La protesta, avvenuta in forma spontanea come tradizione vuole da queste parti, è stata furiosa. Almeno tre le cariche dei manifestanti, fitti lanci di oggetti e bombe carta contro la polizia, furiosi corpo a corpo e l'irruzione nella sala-dibattiti sventata per un pelo. Otto poliziotti feriti (uno in maniera seria) e una trentina quelli contusi, un intero quartiere, quello storico della Venezia, in stato d'assedio. E soprattutto Borghezio che, per la delusione dei circa 30 simpatizzanti intervenuti, ha dovuto «tagliare» il suo intervento ed abbandonare l'aula sotto scorta da un'uscita secondaria. Da sottolineare positivamente - per una volta - il comportamento di un questore, Vincenzo Roca, che pur disponendo di circa 400 agenti ha avuto il merito di tenere un profilo sostanzialmente «basso».

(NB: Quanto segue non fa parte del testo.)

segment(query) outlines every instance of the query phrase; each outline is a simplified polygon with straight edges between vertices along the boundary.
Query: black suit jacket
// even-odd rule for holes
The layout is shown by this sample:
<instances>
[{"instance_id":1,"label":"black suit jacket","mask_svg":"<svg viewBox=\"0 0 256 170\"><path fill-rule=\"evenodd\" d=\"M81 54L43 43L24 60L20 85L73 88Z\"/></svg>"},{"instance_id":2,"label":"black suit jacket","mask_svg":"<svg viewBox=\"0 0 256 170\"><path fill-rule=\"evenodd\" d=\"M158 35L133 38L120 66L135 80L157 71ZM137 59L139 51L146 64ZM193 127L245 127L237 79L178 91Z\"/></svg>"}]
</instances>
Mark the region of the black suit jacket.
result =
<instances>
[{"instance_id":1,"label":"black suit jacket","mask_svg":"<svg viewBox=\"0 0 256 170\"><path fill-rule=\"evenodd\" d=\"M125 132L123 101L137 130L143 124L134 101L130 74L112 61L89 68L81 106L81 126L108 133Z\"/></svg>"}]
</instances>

Quasi tutti, da destra a sinistra, hanno condannato i fatti avvenuti domenica sera. Lo ha fatto «con forza» il presidente della Regione Toscana, Claudio Martini, «perchè tutte le manifestazioni, anche le più sparute, hanno diritto di cittadinanza». Dà lezioni di democrazia il ministro delle riforme, il leghista Roberto Calderoli: «Chi impedisce di esprimere il proprio pensiero, ricorrendo alla violenza, è degno della miglior tradizione fascista. I centri sociali, i no global e tutto quel mondo indefinito che ruota intorno alla sinistra estrema - aggiunge Calderoli - altro non sono che i fascisti del nuovo millennio». Ma la dichiarazione più pesante arriva in serata direttamente dal ministro degli interni Giuseppe Pisanu, ormai impegnato da un paio d'anni in una personalissima battaglia con le realtà antagoniste livornesi: «Si è trattato - dice - di una vera e propria azione di guerriglia urbana, ben orchestrata e condotta da circa 300 facinorosi, appartenenti all'area antagonista, al centro sociale Godzilla e alle frange estreme della tifoseria calcistica locale, raccolte sotto la sigla della `Brigate autonome livornesi'. Ancora una volta - prosegue Pisanu - l'estremismo da stadio è stato usato come una macchina da guerra a fini politici. Mi auguro - conclude - che alla condanna di questo e di altri analoghi episodi, facciano finalmente seguito iniziative concrete per isolare e denunciare i responsabili». «La protesta di domenica - rispondono dal Godzilla - non era stata organizzata da nessuno. A Livorno queste manifestazioni sono sempre avvenute in modo spontaneo. Nessuna regia occulta come Pisanu tenta disperatamente di dimostrare da un paio d'anni a questa parte».